However, I notice QEMU handles hardware initialization, allocates
memory and stores user's configuration in fw_cfg. In addition, QEMU
loads linux by load_linux(…). Then my question is what does bochs
BIOS do during the period guest VM boots. Based on my understanding,
QEMU has already finished many works belong to BIOS, why does QEMU
load BIOS into memory?
I will really appreciate any comments and help.
The bochs BIOS loads the boot sector from emulated hard drives,
provides the BIOS callbacks from Ralph Brown's interrupt list so the
boot sector can load the rest of the bootloader and print messages on
the screen during boot, plus some low level hardware probing like
"where is the physical memory".
Early boot code (BIOS, u-boot, etc) do several things:
1) Initialize hardware (most prominently the DRAM controller that does
memory refresh).
2) Provide a minimal bootloader to load other code into memory and run
ig.
3) Provide callbacks so that early code can access primitive I/O
drivers without having to contain its own.
4) Provide hardware description data (from device tree all that
horrible ACPI nonsense).
Classic 16-bit PC bios did DRAM init, loaded the boot sector, and
provided the "bios calls" so the boot sector could load more sectors
and write text to the screen. (Ralph brown's interrupt list documented
those bios calls.) Some of those bios calls returned data about how
many disks you could load stuff from and how much memory was in the
system (later this was replaced by data tables describing address
ranges where physical memory was present, and still later by ACPI
because the Intel guys didn't want itanic to depend on running 8086
code so they shoehorned a half-assed Java interpreter into ROM).
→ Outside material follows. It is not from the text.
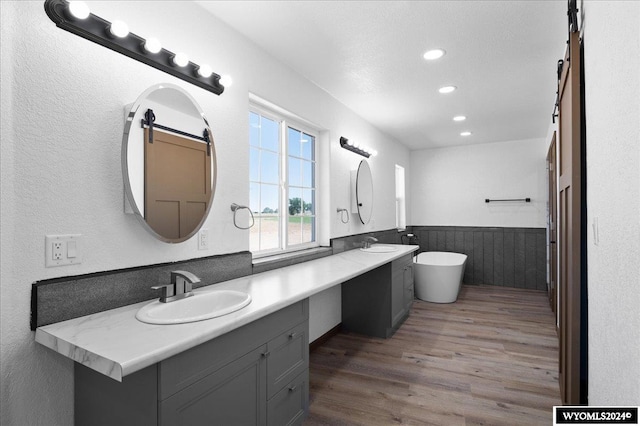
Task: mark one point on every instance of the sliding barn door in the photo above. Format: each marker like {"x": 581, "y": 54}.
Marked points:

Anyway, all of these BIOS functions got cloned as open source, but it
took two projects:
1) Coreboot (formerly linuxbios) handles the early hardware init,
primarily DRAM init. Until the DRAM controller is initialized and
refreshing the DRAM, it won't remember what was stored in it so you
have to run out of non-volatile memory (or at least non-DRAM,
processors tend to have a little SRAM built in to act as cache.
Coreboot cleverly maps the L2 cache to act as the early C stack, for
example, since it doesn't need to be refreshed. Pin a TLB entry, tell
it never to write back to underlying DRAM until it's evicted, zero it
out, and then carefully don't touch any other memory until you finish
DRAM init...)
QEMU doesn't need coreboot, because it doesn't emulate the hardware at
that level.
2) Bochs bios. Takes over once the system is up enough to run stuff out
of DRAM. QEMU uses that to load boot sector and provide bios callbacks
for basic I/O services to write to the screen and load more sectors
from boot device and such.
Projects like u-boot combine both functions into one giant hairball.